“等等,阿莫。”一旁的埃米爾忽然出聲道
“他是大公的人。”
“你說得沒錯。”柯林說。
線人是“都會大劇院”的一名女招待。
這個劇院和大公有著千絲萬縷的關聯,甚至,他經常在那別國政要私下見面。
但線人應該不知道劇院的背景,也不知道自己在為誰服務,她根本沒有做什么了不得的事情,只是順便記錄幾個特殊包廂在什么時間有客人而已。
“所以放他離開吧。”埃米爾說“我們已經和大公達成了默契。”
柯林回過頭對他說
“如果不是恰好我陪你過來,可能現在你已經死了。”
“我知道。”
語言魔法很強大,但并不擅于正面對決。
“調查站的敵人到底是誰”柯林向埃米爾問道。
“愛西尼的滲透,跨國行動的邪教,來自殖民地的恐怖組織。”埃米爾說
“但不包括大公。”
“那她可以死在外國人手里,死在邪教徒手里,唯獨不能死在大公手里。”柯林說。
也許在下一秒,死者的丈夫就會出現在房間門口。
盡管柯林手上早已沾滿鮮血,這件事仍讓他隱隱覺得不舒服。無論這黑暗的地下世界發生過多少悲劇和罪惡,他們不能這樣毫無意義地牽連到普通人。

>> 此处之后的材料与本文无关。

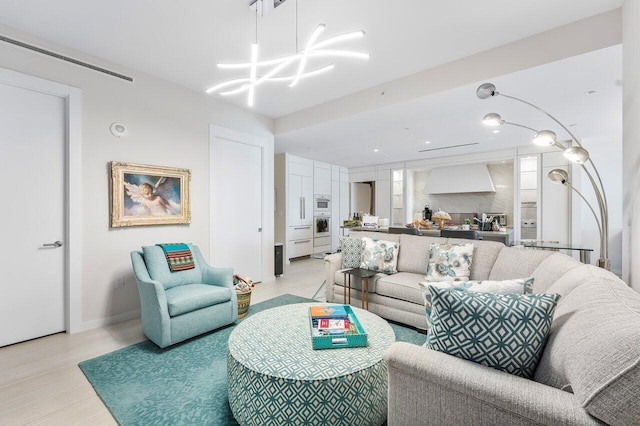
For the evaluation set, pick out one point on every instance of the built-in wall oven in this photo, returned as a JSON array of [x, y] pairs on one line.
[[322, 204]]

直到今晚之前,恐怕死者還以為收買自己的人,只是都會劇院的生意對手而已。
她死得沒必要,也不應該。
“阿莫,放他離開吧。”埃米爾痛苦地說
“我們還沒做好準備。我也不想達納羅站再失去任何一個成員了。”
在柯林到來之前,調查部就一直在減員。甚至就連自己都曾遭遇跟蹤和襲擊。
柯林盯著埃米爾看了半響,最終松開了鉗住殺人犯咽喉的手。
兇手在地上狼狽地掙扎,失去了雙手的他甚至無法站立起來。但最終,他活著離開了房間。